Most mommy blogs are started for the benefit of friends and family. But it's rare that people think through just what it means to start a blog. A mommy blog is no different than any other website. What you post is there for anyone to see. Your pictures can be taken and manipulated, nasty comments can be left, your content can be copied, your name can be googled. Blogging about your work, your friends, or even the school your child attends is something that should be done cautiously. But none of this is any reason to freak. The misguided notion that predators will use your blog as a tool for evil is substituting a serious consideration about how to blog. Just stop and think about what kind of blog you want to have. You should consider whether you post pictures, whether you use names, how searchable your blog is, who you link to and who links to you, the content of your posts, etc. And the same consideration should be given to networking sites like myspace or facebook.

I have no plans to make my blog private, even when I do have kids. It's certainly not a necessity. My personal rule of thumb is not to say anything on my blog that I wouldn't be comfortable saying to a room full of people I don't know, treating it like the public forum it is. There's nothing wrong with going private or staying public, but any blogger should give these matters some serious thought. If you want to know where to start, I'd suggest this BlogHer forum on privacy

3 comments:

Habladora said...

Interesting topic. I gotta admit, ever since a guy came up to a friend of mine in a coffee shop and told her he found her via her blog, I've believed a bit in boogeymen. Not that it keeps me from blogging, obviously. I do think some people are fooled into thinking a pen name gives you fool-proof anonymity, though. With all the personal information most of us drop in the course of a year, you don't have to use your name to make your identity known - or at least to give people a pretty good guess.
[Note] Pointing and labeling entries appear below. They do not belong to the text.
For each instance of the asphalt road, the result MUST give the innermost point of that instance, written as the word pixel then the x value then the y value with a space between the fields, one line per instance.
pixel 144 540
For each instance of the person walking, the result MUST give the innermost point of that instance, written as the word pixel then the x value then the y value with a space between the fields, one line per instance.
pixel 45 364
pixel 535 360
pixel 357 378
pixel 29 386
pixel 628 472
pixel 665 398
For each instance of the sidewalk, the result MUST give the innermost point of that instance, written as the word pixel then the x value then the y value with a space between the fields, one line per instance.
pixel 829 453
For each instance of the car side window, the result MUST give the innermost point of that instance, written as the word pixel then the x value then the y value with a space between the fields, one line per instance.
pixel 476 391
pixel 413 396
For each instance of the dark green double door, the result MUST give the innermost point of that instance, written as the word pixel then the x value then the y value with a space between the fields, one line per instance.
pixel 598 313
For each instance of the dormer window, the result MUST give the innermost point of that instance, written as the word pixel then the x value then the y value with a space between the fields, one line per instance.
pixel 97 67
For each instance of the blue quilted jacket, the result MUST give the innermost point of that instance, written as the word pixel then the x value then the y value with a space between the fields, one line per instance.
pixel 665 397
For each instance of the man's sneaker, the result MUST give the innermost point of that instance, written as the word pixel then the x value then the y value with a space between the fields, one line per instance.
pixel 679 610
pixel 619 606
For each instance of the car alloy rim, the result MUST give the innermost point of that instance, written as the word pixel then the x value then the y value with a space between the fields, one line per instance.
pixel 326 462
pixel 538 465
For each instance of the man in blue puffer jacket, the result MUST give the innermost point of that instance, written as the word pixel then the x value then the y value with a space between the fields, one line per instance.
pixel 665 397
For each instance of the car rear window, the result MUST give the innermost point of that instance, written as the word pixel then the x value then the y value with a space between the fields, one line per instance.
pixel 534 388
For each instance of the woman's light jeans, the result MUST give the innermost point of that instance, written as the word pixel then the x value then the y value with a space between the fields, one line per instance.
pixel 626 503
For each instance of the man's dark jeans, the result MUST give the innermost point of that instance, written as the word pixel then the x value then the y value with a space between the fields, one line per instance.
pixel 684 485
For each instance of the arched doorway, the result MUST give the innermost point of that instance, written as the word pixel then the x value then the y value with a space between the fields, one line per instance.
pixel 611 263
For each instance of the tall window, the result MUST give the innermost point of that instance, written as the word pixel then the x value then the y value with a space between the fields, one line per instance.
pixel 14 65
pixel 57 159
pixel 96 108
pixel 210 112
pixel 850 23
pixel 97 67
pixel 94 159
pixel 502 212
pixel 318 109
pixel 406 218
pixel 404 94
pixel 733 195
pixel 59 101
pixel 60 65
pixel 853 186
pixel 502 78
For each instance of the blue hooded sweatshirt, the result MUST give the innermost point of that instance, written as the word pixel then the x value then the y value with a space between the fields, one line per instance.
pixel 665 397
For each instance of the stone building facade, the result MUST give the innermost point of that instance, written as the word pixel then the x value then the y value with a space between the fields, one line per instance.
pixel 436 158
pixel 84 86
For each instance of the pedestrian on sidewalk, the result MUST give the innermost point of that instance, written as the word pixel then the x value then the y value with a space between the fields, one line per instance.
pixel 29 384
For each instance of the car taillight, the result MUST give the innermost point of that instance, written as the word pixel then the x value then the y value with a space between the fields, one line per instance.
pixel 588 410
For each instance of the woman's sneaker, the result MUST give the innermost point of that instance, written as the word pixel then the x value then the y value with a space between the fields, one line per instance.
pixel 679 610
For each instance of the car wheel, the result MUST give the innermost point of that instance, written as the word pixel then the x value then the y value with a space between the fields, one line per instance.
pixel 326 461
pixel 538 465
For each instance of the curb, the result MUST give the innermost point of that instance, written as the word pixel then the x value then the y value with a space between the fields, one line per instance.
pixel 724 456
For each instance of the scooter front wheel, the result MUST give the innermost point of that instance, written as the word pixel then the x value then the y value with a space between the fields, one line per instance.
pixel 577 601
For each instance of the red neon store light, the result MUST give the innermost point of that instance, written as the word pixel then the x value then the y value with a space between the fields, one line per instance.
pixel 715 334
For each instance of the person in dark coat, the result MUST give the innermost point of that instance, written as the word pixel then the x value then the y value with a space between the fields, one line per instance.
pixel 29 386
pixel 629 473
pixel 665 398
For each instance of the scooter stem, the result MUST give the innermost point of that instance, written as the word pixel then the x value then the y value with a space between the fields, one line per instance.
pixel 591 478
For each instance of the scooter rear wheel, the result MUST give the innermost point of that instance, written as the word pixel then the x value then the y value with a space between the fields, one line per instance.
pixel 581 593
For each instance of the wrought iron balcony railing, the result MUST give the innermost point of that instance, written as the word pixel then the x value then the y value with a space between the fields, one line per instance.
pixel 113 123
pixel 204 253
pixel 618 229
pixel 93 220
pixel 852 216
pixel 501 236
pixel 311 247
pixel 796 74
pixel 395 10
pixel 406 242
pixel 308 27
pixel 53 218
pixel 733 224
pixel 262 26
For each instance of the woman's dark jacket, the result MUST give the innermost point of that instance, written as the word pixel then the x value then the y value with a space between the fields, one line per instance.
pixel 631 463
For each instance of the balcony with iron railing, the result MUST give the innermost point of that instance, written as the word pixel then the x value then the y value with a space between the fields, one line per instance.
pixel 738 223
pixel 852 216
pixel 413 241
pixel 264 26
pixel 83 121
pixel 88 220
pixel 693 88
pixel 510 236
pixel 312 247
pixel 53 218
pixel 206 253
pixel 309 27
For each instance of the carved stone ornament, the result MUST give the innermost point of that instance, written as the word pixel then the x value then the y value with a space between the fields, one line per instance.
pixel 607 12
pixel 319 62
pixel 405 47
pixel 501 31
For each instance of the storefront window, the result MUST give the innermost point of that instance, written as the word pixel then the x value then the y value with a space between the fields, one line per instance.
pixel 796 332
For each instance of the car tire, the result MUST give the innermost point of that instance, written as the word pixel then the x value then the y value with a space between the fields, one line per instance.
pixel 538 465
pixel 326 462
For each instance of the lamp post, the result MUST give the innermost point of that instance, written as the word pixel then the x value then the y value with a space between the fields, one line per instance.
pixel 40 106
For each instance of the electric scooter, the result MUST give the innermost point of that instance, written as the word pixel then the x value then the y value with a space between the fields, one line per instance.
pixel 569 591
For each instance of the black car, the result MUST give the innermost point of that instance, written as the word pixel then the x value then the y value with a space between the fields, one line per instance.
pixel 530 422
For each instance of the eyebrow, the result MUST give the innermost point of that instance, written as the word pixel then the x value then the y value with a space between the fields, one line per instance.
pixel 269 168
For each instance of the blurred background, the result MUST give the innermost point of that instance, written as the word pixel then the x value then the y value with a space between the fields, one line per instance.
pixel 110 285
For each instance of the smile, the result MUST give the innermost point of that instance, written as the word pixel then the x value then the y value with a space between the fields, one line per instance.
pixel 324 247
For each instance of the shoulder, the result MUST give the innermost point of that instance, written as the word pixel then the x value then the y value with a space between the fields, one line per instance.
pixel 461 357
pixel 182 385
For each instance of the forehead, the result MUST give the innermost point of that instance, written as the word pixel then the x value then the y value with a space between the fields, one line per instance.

It will keep you safe from the basic employer googlings, though...

Lorelei said...

i have an abusive ex who looks for me on the internet. i post my full real (tho not yet legal) name, there's pictures of myself in the header of my blog, i list my city of residence in some places... but i'm still afraid to post pictures of my boyfriend, his daughter, or anything of the sort beyond friends-only posts on my livejournal. i guess it's a bit weird. but really i'm more afraid of my abusive ex going off to bother my boyfriend and his daughter and my friends than i am of him coming around to bother me. which i am already very much afraid of and i live in fear of it, but i can't just live my life around him. that's how i feel, anyway.

but that's the reason i'm afraid, not like this fear of an undefined 'internet somebody' seeing me and my family and bothering me so i guess it's not the same. but i think it's because when i was 11, i met a group of people on a message board who would become my best friends, many of them i am still just as close with today. we exchanged phone numbers, many of us have met in person, i've planned to move in with one of them before. so i guess it's not a fear that occurs to me, it just seems rather natural to meet people on in the internet and make friends with them.

i hope this all made sense! :)

The Nerd said...

I have considered from time to time the decision to use my real name. I have no problem doing it so far, because I really don't say or do anything I wouldn't otherwise say or do around people I know and respect. I find that the transparency actually helps keep me more civil and responsible with my words.